実は、このハグが保険適用になったのは、母が2回目の新型コロナウイルス後、安全に移動する方法がないということで色々なものを検討した時でした。その時に、地元の介護事業者さんがハグを紹介してくださり、使えるようになったという経緯があります。 なんと、介護保険が使える様になってから半年しかたっていませんでした。ぎりぎりのタイミングで使える様になったわけです。本当にぎりぎりセーフでした。
介護ロボットの必要性と期待
Hugは、基本的に段差を登ることはできず、スロープも殆ど上る事はできません。ですから、使用するところが平らである必要があります。しかしそれは介護住宅改修で整えてしまえば良い事なので、こう言うロボットを前提に解像してしまえばいいと思います。 ここら辺は、全然違う分野ながら、製造業の工場などと同じ考え方なんだなと思ったりもしました。
この他にも、ロボット的なモノとしては、昇降座椅子というものも使っています。人間は座るときは低め、立ち上がる時は高めの方が身体に負担がかかりません。この昇降座椅子は、電動で自由に高さが変えられるようにできているので、母が乗り移りするときに便利ですし、これのおかげで母もこたつに入ることができています。

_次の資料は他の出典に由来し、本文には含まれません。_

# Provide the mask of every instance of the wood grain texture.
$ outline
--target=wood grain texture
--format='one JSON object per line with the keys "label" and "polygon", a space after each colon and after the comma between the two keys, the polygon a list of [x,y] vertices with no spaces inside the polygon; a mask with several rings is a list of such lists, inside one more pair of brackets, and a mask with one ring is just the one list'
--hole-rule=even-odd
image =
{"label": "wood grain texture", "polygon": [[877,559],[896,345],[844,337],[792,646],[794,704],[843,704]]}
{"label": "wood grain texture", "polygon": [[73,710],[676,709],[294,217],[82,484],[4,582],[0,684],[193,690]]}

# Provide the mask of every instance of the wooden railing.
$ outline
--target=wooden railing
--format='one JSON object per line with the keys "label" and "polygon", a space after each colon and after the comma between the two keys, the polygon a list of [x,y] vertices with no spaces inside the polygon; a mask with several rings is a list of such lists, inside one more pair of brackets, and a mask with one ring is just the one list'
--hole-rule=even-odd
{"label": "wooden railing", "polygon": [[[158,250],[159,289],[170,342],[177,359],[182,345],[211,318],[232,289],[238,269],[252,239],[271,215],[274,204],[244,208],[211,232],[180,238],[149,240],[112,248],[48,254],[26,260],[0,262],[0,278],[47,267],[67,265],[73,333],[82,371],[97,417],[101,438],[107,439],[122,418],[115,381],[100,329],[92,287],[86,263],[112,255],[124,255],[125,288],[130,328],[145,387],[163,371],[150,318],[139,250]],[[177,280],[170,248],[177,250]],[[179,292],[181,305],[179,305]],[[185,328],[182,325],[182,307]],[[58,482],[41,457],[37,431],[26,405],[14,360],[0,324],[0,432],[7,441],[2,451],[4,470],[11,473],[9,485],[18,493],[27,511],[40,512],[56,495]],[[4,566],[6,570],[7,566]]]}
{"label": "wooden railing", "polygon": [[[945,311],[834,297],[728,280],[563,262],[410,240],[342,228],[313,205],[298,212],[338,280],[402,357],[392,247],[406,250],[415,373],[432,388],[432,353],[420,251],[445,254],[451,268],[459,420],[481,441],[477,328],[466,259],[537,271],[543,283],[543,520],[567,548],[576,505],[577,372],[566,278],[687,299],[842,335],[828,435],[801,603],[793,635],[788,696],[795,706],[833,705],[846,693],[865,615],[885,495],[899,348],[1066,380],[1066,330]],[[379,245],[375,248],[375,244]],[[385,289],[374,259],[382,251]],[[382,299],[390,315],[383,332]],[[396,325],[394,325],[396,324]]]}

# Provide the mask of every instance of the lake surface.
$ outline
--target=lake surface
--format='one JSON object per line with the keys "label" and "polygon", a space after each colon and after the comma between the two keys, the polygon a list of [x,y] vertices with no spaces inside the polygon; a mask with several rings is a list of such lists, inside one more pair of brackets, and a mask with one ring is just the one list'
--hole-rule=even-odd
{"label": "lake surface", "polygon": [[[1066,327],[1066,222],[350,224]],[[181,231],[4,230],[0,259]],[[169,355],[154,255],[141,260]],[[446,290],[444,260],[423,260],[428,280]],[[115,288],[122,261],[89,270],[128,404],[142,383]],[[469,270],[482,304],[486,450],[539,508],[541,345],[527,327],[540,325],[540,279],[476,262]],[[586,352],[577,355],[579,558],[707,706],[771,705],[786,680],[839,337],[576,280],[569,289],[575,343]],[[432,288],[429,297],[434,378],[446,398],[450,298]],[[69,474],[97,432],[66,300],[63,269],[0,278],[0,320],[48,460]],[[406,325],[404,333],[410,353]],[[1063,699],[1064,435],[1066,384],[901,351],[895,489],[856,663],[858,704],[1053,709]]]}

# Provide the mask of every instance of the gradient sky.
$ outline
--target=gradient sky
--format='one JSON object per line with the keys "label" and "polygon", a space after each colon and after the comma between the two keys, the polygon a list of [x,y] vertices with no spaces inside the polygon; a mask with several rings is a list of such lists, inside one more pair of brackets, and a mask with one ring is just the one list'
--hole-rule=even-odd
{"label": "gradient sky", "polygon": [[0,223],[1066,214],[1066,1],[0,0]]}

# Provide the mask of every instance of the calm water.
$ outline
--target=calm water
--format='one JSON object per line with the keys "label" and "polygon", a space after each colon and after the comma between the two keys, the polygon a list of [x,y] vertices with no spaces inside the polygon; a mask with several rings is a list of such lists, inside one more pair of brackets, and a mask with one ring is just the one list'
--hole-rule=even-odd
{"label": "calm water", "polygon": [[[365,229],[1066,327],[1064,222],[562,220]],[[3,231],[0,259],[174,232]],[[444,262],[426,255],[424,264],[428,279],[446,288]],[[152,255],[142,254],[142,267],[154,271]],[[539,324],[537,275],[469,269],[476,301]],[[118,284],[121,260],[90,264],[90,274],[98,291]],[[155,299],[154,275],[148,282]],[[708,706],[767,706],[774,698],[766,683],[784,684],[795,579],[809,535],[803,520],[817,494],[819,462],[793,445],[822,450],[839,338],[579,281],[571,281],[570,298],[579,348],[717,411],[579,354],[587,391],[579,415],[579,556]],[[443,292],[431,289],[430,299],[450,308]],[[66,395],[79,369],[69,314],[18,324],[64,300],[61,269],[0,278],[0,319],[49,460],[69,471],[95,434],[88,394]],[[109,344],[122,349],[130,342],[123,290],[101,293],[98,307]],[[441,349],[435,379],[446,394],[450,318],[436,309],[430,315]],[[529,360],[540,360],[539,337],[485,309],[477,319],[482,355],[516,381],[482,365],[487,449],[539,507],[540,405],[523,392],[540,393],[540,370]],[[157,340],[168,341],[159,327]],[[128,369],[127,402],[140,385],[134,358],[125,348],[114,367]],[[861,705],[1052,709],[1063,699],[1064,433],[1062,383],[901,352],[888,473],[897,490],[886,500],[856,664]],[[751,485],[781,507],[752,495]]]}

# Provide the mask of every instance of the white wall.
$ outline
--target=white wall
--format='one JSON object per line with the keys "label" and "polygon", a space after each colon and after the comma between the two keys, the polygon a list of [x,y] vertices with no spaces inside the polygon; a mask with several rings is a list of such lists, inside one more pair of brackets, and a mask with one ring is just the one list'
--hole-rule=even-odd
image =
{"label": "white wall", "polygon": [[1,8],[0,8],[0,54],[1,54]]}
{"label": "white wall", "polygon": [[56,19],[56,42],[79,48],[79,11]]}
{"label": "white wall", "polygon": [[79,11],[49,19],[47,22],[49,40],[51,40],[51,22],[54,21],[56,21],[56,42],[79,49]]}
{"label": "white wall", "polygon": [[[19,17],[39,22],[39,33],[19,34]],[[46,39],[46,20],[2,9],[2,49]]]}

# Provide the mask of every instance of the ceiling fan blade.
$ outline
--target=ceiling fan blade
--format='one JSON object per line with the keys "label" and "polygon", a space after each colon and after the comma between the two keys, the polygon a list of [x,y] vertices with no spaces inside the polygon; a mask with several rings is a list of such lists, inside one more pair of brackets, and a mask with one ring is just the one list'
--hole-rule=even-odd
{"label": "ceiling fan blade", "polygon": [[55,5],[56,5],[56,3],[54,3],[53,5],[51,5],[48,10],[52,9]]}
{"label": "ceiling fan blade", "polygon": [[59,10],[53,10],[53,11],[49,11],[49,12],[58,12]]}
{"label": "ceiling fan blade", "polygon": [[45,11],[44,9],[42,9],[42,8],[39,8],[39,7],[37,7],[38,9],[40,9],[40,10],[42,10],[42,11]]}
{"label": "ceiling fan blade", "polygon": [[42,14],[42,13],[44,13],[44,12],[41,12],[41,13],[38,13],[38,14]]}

介護というのは誰にでも訪れます。そして、私のように配偶者もおらず、介護のために同居している一人で少人数で介護をしなければならないという状況は、今後増えていくでしょう。核家族化も進んでいますし、そんな時にこのような介護ロボットが支えてくれるのは非常に大きいと思います。
ただ、まだあまり知られていません。 今後もこのようなテクノロジーを使って介護問題が解決できるということが進んでいくといいなと思っています。
写真について
写真は、我が家にやってきたばかりのHugです。今ではだいぶ使い込んで少し様子が変わっていますが、現在も元気よく私たちを助けてくれています。